All top-tier Brawl Stars teams are set to compete at the 2025 World Championship in Madrid, and the draft strategies are more complex than ever. The nuances of a map’s pools, mode rotations, and Brawler pick order are highly reliant on balance patches; some Brawlers are favoured while others are omitted. In a tournament with such high stakes where a single draft change can shift the entire match, it is critical to follow the emerging patterns and priorities. Here, we discuss the most compelling reasoning behind the draft choices made at Worlds Madrid, from the first-pick brawler staples of the meta, to the baffling counter-picks that dismantle even the most strategically sound teams.
The Meta Surge Before Madrid

During the 2025 season, balance updates slowly shifted the meta towards high mobility bruisers and multi-role hybrids that performed well across different modes. There was more madness and chaos as March and June patches buffed some shotgunners and nerfed long-range poke Brawlers. By the time regional qualifiers finished, teams were settling on meta fighters that could both provide early wave pressure and survive teamfights. Max and Bea, for example, got a lot more priority in dodger roles in Showdown maps like Hillside Hideout while Tick and Barley got new relevance as area denial heroes in Siege and Hot Zone. The outcome is a multi-mode meta where draft priority for a single brawler doesn’t define the balance mid season.
Best choices: indisputable first-round steals.

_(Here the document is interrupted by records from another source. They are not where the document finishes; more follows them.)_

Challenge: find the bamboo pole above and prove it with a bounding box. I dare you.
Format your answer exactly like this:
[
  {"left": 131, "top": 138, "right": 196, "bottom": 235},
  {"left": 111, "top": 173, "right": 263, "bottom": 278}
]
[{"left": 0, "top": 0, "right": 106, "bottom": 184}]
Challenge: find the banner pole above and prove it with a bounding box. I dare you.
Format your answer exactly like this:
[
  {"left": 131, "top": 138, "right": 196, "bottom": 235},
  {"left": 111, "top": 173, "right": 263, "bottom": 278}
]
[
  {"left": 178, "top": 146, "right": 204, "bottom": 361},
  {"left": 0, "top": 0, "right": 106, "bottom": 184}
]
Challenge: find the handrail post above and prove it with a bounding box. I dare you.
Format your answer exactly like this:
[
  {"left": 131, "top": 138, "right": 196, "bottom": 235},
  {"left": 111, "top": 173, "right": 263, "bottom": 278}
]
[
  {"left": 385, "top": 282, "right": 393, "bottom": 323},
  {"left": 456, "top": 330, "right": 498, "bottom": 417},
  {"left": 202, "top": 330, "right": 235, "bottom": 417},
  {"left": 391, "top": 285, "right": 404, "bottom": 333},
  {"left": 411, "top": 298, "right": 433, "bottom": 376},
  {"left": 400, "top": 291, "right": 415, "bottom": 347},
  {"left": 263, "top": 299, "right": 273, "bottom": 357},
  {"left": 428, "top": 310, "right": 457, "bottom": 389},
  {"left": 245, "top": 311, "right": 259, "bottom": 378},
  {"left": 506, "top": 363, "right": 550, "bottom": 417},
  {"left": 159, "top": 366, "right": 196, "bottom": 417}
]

In Worlds Madrid, the consensus for first-pick slots revolves around a select few Brawlers that seem to supersede map and mode. Ruffs has cemented himself as a pick-or-ban priority Ruff’s teamwide damage boost and turret denial super makes him. With his ability to swing early skirmishes into objective control, he is the perfect opener in modes like Brawl Ball and Heist. Surge is equally dominant, with triple-stage super Surge allows teams to dictate the pace of every fight; those who secure him early are able to dictate the draft. Surge is a first pick for most teams who want to dominate early with stretch- Surge spatial control Pokemon facilitate- hot zone. Ruffs and Surge picks normally take up the first two spots, allowing the rest of the team to tailor their second round strategies around favorable ruffs and surge picks. hotzone specialists sprout and gene towards top tier because of their supreme zoning control and their clutch ultimates that can erase enemy pushes. These picks capture foundational strengths that teams are able to build on for the rest of the draft.
Situational Brawlers: Exploiting Maps and Modes
After achieving their core opens, teams move on to situational picks customized for the current map and mode. In the cramped corridors of Madrid Arena’s Gem Grab stage, high burst Brawlers like Piper or Edgar become priorities, since their one-shot potential clusters punishing enemies. In stark contrast, on the sprawling Siege’s Contraption Cove lanes, 8-Bit or Rico often emerge as must-picks with long range artillery for turret control and sieging turrets from afar. Hot-Zone variants in Madrid park-themed maps feature complex elevation changes where brawlers like Penny become more valuable due to her mortar super being able to reach contested platforms. During Brawl Ball matches, the rank of vaulting Strikers like El Primo or Frank has increased, their knockback and stun capabilities turning narrow goalmouths into death traps. While observing these situational picks, it is evident that the first-round gems provide the general framework, but mid-draft priorities need to adapt to the objectives of each map.
Pivot Picks and Back-Drafting Techniques
Besides the tier-one ban priorities and some core situational picks, the best teams at Worlds Madrid have demonstrated prowess in pivot picks: Brawlers specifically designed to counter an opponent’s planned composition. Some teams have countered early Ruffs-Surge opens with low mobility brawlers like Carl, whose hard-breaking super can go through turret buffs, or tanky bruise Rosa who can shield Ruffs’ damage boost. Surge’s movement speed is countered by slows and roots—commonly casted by Poco or Tara. Surge is compelled out of position before he can activate his super with these ultra-sustained slow counters. Within a match, drafting is dynamic within high-stakes matches; it is a chess match with coaches not only focused on the current picks but vividly the counter-play potential of the remaining pool. Teams that sequence their choices to sidestep the opponent’s main strategy to disrupt counter synergy with their own plans tend to gain crucial first-mover advantages that snowballs into victory.
Dynamics That Impact Tournament Outcomes

It is apparent that the draft priorities trends in Madrid are not very dynamic In Los Angeles. From the results of each round, the feedback constructs coaches’ decision trees. The feedback prompts rewiring of first-pick valuation and situational priorities. Winners of tight contests often increase the weight given to some Brawler’s power level—turning unconsidered mid-tier picks into instant thinkable turners for the next match. The best teams have some form of structure regarding draft execution and try to prepare an opener set up within the context of meta shifts before the match starts. It becomes a point of constant adaptation. In the end, those teams that rely on a rich pool of Brawlers to exploit, have diabolical foresight, and insane flexibility within the draft will outsmart those who rely on stark tier lists.